Update:
I've decided that there is no guaranteed way to do this. The solution that I present below works for English version VC2003, but fails when compiling with Japanese version VC2003 (or perhaps it is Japanese OS). In any case, it cannot be depended on to work. Note that even declaring everything as L"" strings didn't work (and is painful in gcc as described below).
Instead I believe that you just need to bite the bullet and move all text into a data file and load it from there. I am now storing and accessing the text in INI files via SimpleIni (cross-platform INI-file library). At least there is a guarantee that it works as all text is out of the program.
Original:
I'm answering this myself since only Evan appeared to understand the problem. The answers regarding what Unicode is and how to use wchar_t are not relevant for this problem as this is not about internationalization, nor a misunderstanding of Unicode, character encodings.

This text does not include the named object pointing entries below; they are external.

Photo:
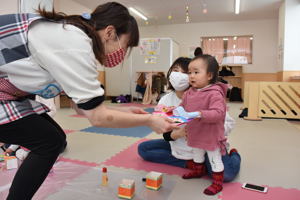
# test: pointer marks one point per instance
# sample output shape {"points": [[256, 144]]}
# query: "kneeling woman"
{"points": [[173, 149]]}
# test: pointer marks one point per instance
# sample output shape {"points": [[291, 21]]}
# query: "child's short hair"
{"points": [[183, 63], [198, 51], [212, 66]]}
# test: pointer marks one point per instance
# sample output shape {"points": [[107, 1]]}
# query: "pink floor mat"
{"points": [[78, 116], [63, 172], [129, 158], [138, 105], [234, 191], [68, 131]]}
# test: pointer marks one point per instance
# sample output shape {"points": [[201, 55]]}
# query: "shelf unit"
{"points": [[237, 80]]}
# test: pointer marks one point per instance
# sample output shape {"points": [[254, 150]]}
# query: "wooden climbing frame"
{"points": [[272, 99]]}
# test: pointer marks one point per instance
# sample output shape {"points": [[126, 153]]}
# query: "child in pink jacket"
{"points": [[205, 100]]}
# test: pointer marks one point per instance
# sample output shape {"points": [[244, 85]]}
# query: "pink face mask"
{"points": [[115, 58]]}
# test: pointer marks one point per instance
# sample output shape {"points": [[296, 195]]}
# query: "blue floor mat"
{"points": [[150, 110], [140, 131]]}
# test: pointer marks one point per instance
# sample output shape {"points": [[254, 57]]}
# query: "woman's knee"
{"points": [[51, 146], [142, 150]]}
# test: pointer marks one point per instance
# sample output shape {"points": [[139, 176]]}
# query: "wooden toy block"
{"points": [[154, 180], [126, 189]]}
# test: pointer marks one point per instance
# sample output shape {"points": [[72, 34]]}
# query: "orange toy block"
{"points": [[11, 162], [126, 189], [154, 180]]}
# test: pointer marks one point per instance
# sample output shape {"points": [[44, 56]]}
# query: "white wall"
{"points": [[281, 26], [292, 36], [8, 7], [265, 40], [70, 7]]}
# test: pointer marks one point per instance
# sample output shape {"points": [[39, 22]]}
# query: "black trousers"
{"points": [[45, 139]]}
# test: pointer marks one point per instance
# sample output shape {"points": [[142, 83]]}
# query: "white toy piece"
{"points": [[21, 154]]}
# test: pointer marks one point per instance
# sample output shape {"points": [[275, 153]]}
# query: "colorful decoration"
{"points": [[126, 189], [154, 180], [187, 17]]}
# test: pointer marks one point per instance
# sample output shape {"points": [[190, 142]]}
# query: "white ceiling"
{"points": [[158, 11]]}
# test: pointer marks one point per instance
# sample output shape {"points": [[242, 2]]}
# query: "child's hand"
{"points": [[8, 151], [137, 110], [179, 111], [160, 124], [179, 133]]}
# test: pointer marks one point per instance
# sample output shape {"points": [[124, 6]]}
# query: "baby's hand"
{"points": [[179, 111], [179, 133]]}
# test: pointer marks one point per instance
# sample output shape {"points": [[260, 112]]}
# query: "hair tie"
{"points": [[86, 16]]}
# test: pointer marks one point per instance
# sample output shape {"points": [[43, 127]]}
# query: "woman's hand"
{"points": [[8, 151], [137, 110], [161, 124], [178, 133], [131, 109]]}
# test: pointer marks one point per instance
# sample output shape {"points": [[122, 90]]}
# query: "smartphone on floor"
{"points": [[256, 188]]}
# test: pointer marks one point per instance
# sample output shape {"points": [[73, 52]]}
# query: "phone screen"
{"points": [[255, 187]]}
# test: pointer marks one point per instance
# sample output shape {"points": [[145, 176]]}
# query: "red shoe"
{"points": [[217, 184], [190, 164], [199, 170], [233, 150]]}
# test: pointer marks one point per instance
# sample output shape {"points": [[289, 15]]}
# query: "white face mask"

I appreciate your attempt to help though, apologies if I wasn't clear enough.
The problem is that I have source files that need to be cross-compiled under a variety of platforms and compilers. The program does UTF-8 processing. It doesn't care about any other encodings. I want to have string literals in UTF-8 like currently works with gcc and vc2003. How do I do it with VC2008? (i.e. backward compatible solution).
This is what I have found:
gcc (v4.3.2 20081105):
- string literals are used as is (raw strings)
- supports UTF-8 encoded source files
- source files must not have a UTF-8 BOM
vc2003:
- string literals are used as is (raw strings)
- supports UTF-8 encoded source files
- source files may or may not have a UTF-8 BOM (it doesn't matter)
vc2005+:
- string literals are massaged by the compiler (no raw strings)
- char string literals are re-encoded to a specified locale
- UTF-8 is not supported as a target locale
- source files must have a UTF-8 BOM
So, the simple answer is that for this particular purpose, VC2005+ is broken and does not supply a backward compatible compile path. The only way to get Unicode strings into the compiled program is via UTF-8 + BOM + wchar which means that I need to convert all strings back to UTF-8 at time of use.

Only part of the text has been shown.